Bruce D. Epperson
Following Fashion Originators and RCA v. Whiteman, the definitive case in this series occurred in 1955 in Capitol Records v. Mercury Records. But before then, there were some suggestive lead-up cases. The first was in an Illinois federal court case, Shapiro, Bernstein & Co. v. Miracle Record Co. The case was poorly explained by Judge Igoe, but apparently the Shapiro firm had issued a record containing a song written by one Lewis, that had never been copyrighted in the required sheet music format. Miracle Records produced their own record of the song. Miracle argued that their record was not a copy of the composition. Shapiro, Bernstein, on the other hand, argued that because the sheet music had not yet been submitted for copyright, the composition was in pre-publication status, and thus Miracle’s record violated their common-law copyrights.
Judge Igoe argued that “publication is a practical question and does not rest on any technical definition of the word ‘copy.’” Citing Judge Learned Hand’s opinion in RCA v. Whiteman as “very close to our case,” he concluded that when Lewis permitted his composition to be issued on a phonorecord, it was published, and thus amounted to a dedication to the public. He implied, but did not explicitly state, that if Lewis had secured federal copyright of his sheet music first, then the publication of the phonorecord would not have affected those rights. If so, this meant that issuing phonorecords amounted to publication, leading to divestment, for common-law copyright in the composition, but not for statutory copyright.
A second, far more significant case was Metropolitan Opera Assn. v. Wagner-Nichols Recorder Co., also in 1950. It was a fairly straightforward case. The Met had an exclusive contract with Columbia Records to record its opera performances. Wagner-Nichols lifted the Met’s famous Saturday afternoon radio performances and used them to make albums competing with Columbia’s. The Met sought an injunction to block Wagner-Nichols. There were several ancillary matters dealing with issues such as intentional misrepresentation of goods beyond the scope of the present discussion. But, the major contention between the opera company and Wagner-Nichols was the latter’s assertion that the Met had “no property right in the broadcast performances and that [Wagner-Nichols] are therefore free to record these performances and sell their recordings.”
Although it never cited the earlier New York case, Metropolitan Opera was a throwback to the 1909 Fonotopia case. Its distinctive feature was the idea that “unfair competition” could be broadened beyond the idea of “palming off” mislabeled goods to include their actual misappropriation: “in recent years its scope has been extended. It has been held to apply to misappropriation as well as misrepresentation . . .to misappropriation of what equitably belongs to a competitor.” It is axiomatic that for misappropriation to occur, there must be property to misappropriate, so it was no surprise that the court held that the Met had a property right “protected in the creative element in intellectual productions—that is, the form or sequence of expressions.”
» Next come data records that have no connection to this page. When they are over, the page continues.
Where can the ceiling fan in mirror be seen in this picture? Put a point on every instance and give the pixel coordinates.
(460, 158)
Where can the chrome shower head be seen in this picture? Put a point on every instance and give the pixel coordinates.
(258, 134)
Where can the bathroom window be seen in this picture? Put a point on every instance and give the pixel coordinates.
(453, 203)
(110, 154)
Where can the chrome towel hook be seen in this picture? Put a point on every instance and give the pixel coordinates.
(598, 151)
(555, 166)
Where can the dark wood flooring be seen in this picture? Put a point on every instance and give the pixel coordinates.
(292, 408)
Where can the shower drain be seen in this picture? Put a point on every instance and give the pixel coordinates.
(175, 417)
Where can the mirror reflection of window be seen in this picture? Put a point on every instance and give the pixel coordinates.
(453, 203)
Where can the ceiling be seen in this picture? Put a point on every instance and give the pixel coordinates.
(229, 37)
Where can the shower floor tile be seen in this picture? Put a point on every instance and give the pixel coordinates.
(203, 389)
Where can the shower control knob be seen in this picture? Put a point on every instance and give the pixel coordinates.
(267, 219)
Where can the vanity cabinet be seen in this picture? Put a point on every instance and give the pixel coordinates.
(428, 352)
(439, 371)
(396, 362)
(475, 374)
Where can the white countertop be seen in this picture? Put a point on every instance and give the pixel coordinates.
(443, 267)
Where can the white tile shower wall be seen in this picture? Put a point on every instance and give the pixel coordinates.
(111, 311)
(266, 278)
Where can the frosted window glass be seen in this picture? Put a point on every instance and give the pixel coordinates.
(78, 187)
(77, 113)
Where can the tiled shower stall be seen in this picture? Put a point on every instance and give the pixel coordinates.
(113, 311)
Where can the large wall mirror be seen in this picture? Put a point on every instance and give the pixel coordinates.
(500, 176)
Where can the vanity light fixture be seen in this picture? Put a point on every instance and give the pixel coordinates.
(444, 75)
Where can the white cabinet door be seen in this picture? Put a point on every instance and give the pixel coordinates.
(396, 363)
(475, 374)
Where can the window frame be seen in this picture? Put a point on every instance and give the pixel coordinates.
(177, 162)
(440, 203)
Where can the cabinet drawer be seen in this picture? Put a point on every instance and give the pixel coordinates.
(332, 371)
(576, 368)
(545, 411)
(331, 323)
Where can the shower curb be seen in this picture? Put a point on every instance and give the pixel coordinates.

The court also found that the broadcasts did not amount to publication. Here, the court pulled a bit of legal bait-and-switch. After quickly noting the old Ferris v. Frohman stage play line of cases, the court turned to a recent Supreme Court case, International News Service v. Associated Press. But the issue in International News wasn’t whether the press items in dispute had been published, but whether they had been abandoned — a rather different thing. Abandonment turns on the question of intent; publication depends on the extent of actual distribution regardless of intent. The court then proceeded to ignore the question of whether the Met had published its sound recordings, holding instead that it had not abandoned its property through the broadcasts, because it had not demonstrated the requisite intent.